Mining Implementation
from src.qdrant.mining import SparseQdrantMiner
# Index products with current model
index_sparse_vectors(client, collection_name, model, products)
# Mine hard negatives
miner = SparseQdrantMiner(client, model, collection_name)
hard_neg_examples = miner.mine_for_training(
queries=queries_with_positives,
top_k=20, # Consider top-20 results
num_negatives=3, # Keep 3 hardest negatives per query
)
# hard_neg_examples now contains:
# [{"anchor": "wireless earbuds",
# "positive": "Sony WF-1000XM5 Earbuds...",
# "negative": ["Generic Bluetooth Earbuds...", ...]}, ...]
Sparse retrieval keeps mining cheap, with sub-millisecond per query in Qdrant. For 100K queries, the mining step takes seconds, not minutes. Payload filters exclude known positives so you don’t accidentally treat a relevant product as a negative.
When to Use ANCE
ANCE adds complexity. You need to:
- Index products with the current model
- Run retrieval for all training queries
- Filter and format the results
- Retrain with the augmented dataset
- Optionally repeat
This gives an additional 5-10% improvement on top of basic training. Whether that’s worth the engineering effort depends on your use case. For a product search system serving millions of queries, 5% nDCG improvement translates to meaningfully better user experience and conversion rates.
What Fine-Tuning Actually Changes
Looking at the model’s outputs before and after fine-tuning reveals what it learned:
Query expansion improves:
- “laptop” → adds “notebook”, “computer”, “macbook”
- “wireless earbuds” → adds “bluetooth”, “airpods”, “tws”
Term weighting sharpens:
- Brand names get higher weights (users searching “Sony headphones” want Sony)
- Generic terms get lower weights (“good”, “best”, “cheap”)
Domain vocabulary emerges:
- E-commerce terms like “refurbished”, “renewed”, “bundle” get meaningful weights
- Web-search-specific terms get downweighted
This domain adaptation explains both the strong in-domain results and, as we’ll see in Part 4, the tradeoffs when applying the model to other domains.
Production Latency
A common concern: isn’t running a transformer on every query slow?
| Step | Latency | Note |
|---|---|---|
| Query encoding (SPLADE) | 10-20ms | Bottleneck |
| Sparse retrieval (Qdrant) | <1ms | Negligible |
| Total | 10-20ms | Real-time |
The retrieval itself is negligible.
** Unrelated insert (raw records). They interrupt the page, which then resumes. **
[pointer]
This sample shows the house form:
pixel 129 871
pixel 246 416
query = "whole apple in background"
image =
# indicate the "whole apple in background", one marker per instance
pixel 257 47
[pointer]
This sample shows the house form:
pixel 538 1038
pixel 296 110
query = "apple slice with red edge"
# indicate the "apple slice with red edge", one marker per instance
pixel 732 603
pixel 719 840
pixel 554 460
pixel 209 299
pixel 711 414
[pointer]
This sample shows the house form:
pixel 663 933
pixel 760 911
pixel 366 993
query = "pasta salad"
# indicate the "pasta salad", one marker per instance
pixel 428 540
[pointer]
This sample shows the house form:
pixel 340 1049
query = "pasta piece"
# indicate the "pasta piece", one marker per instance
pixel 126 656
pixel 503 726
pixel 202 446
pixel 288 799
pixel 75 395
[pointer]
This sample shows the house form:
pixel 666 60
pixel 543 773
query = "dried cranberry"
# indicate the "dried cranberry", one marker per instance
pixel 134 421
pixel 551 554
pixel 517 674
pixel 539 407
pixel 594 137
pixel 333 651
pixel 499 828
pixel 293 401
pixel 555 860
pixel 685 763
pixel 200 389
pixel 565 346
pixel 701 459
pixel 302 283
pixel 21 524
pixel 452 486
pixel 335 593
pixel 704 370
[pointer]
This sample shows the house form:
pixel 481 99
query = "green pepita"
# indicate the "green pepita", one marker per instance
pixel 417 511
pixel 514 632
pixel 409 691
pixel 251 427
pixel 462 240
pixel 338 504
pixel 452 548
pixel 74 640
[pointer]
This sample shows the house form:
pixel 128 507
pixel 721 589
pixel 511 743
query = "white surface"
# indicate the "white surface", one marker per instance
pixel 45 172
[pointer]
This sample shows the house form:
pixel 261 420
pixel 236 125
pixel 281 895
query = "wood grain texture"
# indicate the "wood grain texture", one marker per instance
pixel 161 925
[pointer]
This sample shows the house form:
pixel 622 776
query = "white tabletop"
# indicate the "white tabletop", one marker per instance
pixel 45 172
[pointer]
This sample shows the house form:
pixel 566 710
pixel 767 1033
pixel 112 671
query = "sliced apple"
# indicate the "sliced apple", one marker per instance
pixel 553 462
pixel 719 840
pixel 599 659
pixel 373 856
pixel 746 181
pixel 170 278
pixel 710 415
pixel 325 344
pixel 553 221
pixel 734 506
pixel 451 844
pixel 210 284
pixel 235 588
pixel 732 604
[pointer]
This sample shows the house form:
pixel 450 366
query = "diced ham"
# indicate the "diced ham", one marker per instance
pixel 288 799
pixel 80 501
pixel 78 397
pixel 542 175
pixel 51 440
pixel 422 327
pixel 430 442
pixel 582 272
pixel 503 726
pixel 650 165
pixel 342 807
Qdrant’s Rust + SIMD-optimized inverted index scans millions of posting lists in sub-millisecond time. All the latency is in the encoder, which runs once per query regardless of catalog size.
Optimization strategies if 15ms isn’t fast enough:
- Batch queries: Encode multiple queries together (autocomplete, related searches)
- Distillation: Train a smaller encoder (TinyBERT, MiniLM) to mimic SPLADE’s outputs
- Caching: Popular queries can be cached at the sparse vector level
- GPU inference: 5-10x speedup on high-traffic systems
For most e-commerce applications, 15ms is fine, especially when it delivers 28% better relevance.
Key Takeaways
- Fine-tuned SPLADE beats BM25 by 28% and off-the-shelf SPLADE by 19%. Domain-specific training matters, even for sparse models.
- Hybrid search isn’t always better. A strong domain-tuned sparse model can outperform sparse+dense fusion when the dense component is generic.
- Hard negative mining (ANCE) adds 5-10% on top of basic training. Qdrant’s sparse retrieval makes the mining step cheap.
- Production latency is 10-20ms total. Transformer encoding is the bottleneck, not retrieval.
- The model learns domain-specific patterns: query expansion, term weighting, and e-commerce vocabulary all improve with fine-tuning.